Le feu est rentré pratiquement dans le cœur du village : à Correns, l’incendie a ravagé ce « jardin d’Eden »
L’incendie du Gros Bessillon a parcouru environ 1 800 hectares en deux jours, touchant de plein fouet le village de Correns, où les maisons et jardins tout autour du cœur de la commune ont été ravagés par les flammes.
Avec « des flammes à tous les bouts de rue », Correns, village de carte postale de la Provence verte, a vécu « des journées de confinement épouvantables », raconte la maire, Nicole Rullan, prisonnière de l’incendie depuis 48 heures. Face à la rapidité des flammes, « dévalant les pentes et coupant les routes d’accès », le préfet du Var a ordonné le confinement du cœur du village vendredi 31 juillet.
« Le feu s’est déplacé à une rapidité épouvantable, il est rentré pratiquement dans le cœur du village », témoigne l’édile du village de 1 000 âmes. Ce nouveau brasier a démarré vendredi vers 13h30 près du massif du Gros Bessillon. Attisé par le mistral, il a parcouru 1 000 hectares en six heures avant de s’étendre sur 1 800 hectares ce dimanche 2 août. Bien qu’il ait épargné le cœur du village, il a ravagé de nombreuses maisons et jardins tout autour.
« On voyait les flammes à tous les bouts de rue, c’était très anxiogène, on ne pouvait plus sortir ou rentrer dans le village », poursuit l’élue. Vendredi et samedi, les habitants ont été privés d’eau, d’électricité et de téléphone puisque toutes les lignes avaient brûlé, entraînant un sentiment d’isolement pour la population.
L’installation d’un groupe électrogène a permis de rétablir partiellement l’électricité.

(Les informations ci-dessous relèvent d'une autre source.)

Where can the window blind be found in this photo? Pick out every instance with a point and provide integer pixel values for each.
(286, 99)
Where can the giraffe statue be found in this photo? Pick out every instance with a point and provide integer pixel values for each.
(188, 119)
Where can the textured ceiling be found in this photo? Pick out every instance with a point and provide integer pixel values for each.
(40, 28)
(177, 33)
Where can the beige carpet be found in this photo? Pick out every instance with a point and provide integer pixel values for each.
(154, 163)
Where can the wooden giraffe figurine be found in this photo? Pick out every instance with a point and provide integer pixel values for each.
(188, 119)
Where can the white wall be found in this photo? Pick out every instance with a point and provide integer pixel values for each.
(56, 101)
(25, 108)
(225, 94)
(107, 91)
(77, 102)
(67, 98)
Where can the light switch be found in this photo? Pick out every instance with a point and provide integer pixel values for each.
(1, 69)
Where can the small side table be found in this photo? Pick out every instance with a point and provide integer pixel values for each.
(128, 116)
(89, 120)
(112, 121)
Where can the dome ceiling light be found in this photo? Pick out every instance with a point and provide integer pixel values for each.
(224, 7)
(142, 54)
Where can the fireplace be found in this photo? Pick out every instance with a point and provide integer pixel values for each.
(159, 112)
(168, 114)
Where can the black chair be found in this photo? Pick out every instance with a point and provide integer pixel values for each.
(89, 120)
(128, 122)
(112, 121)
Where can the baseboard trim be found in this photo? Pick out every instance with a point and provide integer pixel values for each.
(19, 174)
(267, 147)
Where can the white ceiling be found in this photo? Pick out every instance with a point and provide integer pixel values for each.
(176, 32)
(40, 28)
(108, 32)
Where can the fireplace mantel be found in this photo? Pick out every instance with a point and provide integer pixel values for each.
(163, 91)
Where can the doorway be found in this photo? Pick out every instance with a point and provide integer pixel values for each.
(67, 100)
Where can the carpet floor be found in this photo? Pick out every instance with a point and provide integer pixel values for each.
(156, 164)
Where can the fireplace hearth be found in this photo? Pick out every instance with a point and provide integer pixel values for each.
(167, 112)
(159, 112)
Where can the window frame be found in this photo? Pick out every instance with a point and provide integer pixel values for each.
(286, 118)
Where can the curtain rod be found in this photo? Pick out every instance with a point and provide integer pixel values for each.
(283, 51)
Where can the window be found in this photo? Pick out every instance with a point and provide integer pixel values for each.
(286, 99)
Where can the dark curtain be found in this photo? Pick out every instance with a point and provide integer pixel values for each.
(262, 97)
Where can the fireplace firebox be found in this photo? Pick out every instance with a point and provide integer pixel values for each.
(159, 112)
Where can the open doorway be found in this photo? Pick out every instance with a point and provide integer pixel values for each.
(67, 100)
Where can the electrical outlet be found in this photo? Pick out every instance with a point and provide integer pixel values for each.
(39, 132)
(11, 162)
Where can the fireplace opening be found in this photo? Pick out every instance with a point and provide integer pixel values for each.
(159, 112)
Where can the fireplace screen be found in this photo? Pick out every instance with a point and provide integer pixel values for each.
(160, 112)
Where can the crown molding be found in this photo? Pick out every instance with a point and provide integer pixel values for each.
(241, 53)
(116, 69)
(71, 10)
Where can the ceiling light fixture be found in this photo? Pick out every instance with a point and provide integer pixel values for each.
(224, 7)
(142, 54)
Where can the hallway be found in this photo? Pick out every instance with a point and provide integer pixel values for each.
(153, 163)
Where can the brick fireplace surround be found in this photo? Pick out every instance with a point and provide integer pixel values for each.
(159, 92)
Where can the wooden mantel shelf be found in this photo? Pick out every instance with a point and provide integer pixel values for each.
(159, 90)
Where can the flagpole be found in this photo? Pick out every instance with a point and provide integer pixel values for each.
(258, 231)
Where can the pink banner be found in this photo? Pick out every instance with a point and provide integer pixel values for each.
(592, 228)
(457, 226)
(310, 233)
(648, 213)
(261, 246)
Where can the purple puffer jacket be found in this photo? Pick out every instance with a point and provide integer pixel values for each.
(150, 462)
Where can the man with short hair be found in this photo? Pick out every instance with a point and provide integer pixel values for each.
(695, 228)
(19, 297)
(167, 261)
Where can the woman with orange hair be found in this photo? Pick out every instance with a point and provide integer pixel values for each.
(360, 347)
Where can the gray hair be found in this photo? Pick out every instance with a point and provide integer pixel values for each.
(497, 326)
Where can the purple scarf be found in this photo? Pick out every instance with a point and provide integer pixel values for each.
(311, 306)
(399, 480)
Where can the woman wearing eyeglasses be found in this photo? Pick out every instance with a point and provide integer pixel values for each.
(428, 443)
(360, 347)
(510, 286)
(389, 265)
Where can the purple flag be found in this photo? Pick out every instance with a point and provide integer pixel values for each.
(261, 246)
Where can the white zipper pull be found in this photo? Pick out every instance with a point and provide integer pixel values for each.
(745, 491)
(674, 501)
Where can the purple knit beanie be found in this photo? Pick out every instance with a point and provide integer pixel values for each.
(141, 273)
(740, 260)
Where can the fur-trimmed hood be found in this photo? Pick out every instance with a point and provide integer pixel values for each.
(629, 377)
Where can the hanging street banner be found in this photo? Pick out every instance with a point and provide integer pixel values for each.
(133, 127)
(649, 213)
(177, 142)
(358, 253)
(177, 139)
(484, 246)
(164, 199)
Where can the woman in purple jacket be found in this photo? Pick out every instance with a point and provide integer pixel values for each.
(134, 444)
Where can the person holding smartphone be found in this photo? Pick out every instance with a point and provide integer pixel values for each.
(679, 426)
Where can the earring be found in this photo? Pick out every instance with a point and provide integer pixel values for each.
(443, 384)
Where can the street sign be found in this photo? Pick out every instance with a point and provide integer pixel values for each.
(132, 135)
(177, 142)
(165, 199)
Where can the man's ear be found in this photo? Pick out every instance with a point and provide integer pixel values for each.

Des voitures ont été calcinées, des vitres de maisons ont fondu, et des fils pendent des poteaux électriques sur la route, a constaté un journaliste de l’AFP. Des panaches de fumée continuent de monter des collines environnantes, tandis que les Dash et Canadair poursuivent leurs opérations de largage.
Au milieu du paysage dévasté, Pascal Martinez observe avec désolation les dégâts dans son champ d’oliviers, tout comme son cabanon, acheté il y a dix ans. « C’est d’une violence extrême, tout est parti en fumée. Correns, c’est verdoyant, c’est magique, c’était un jardin d’Eden », confie-t-il, les yeux embués de larmes.
L’économie locale repose essentiellement sur la vigne, l’huile d’olive et le tourisme. Selon la maire, plus d’une dizaine de maisons ont brûlé, principalement à l’entrée du village, lové entre la mer Méditerranée et les gorges du Verdon. Le dernier incendie de cette ampleur remonte à 1969.
« Ce qui est exceptionnel, c’est la multitude des départs de feu, due à la sécheresse et à une chaleur extrême », estime l’édile. « Ce qui est une première pour nous, c’est qu’on est au 14e jour de feu et que, tous les après-midis, il reprend! » s’inquiète-t-elle, évoquant de multiples brasiers ayant dévasté plus de 6 000 hectares dans ce coin de la Provence verte.
Dimanche, les habitants seront partiellement déconfinés : la route départementale doit être rouverte quelques heures pour permettre l’acheminement des biens de première nécessité et la réalisation des démarches essentielles, indique la préfecture.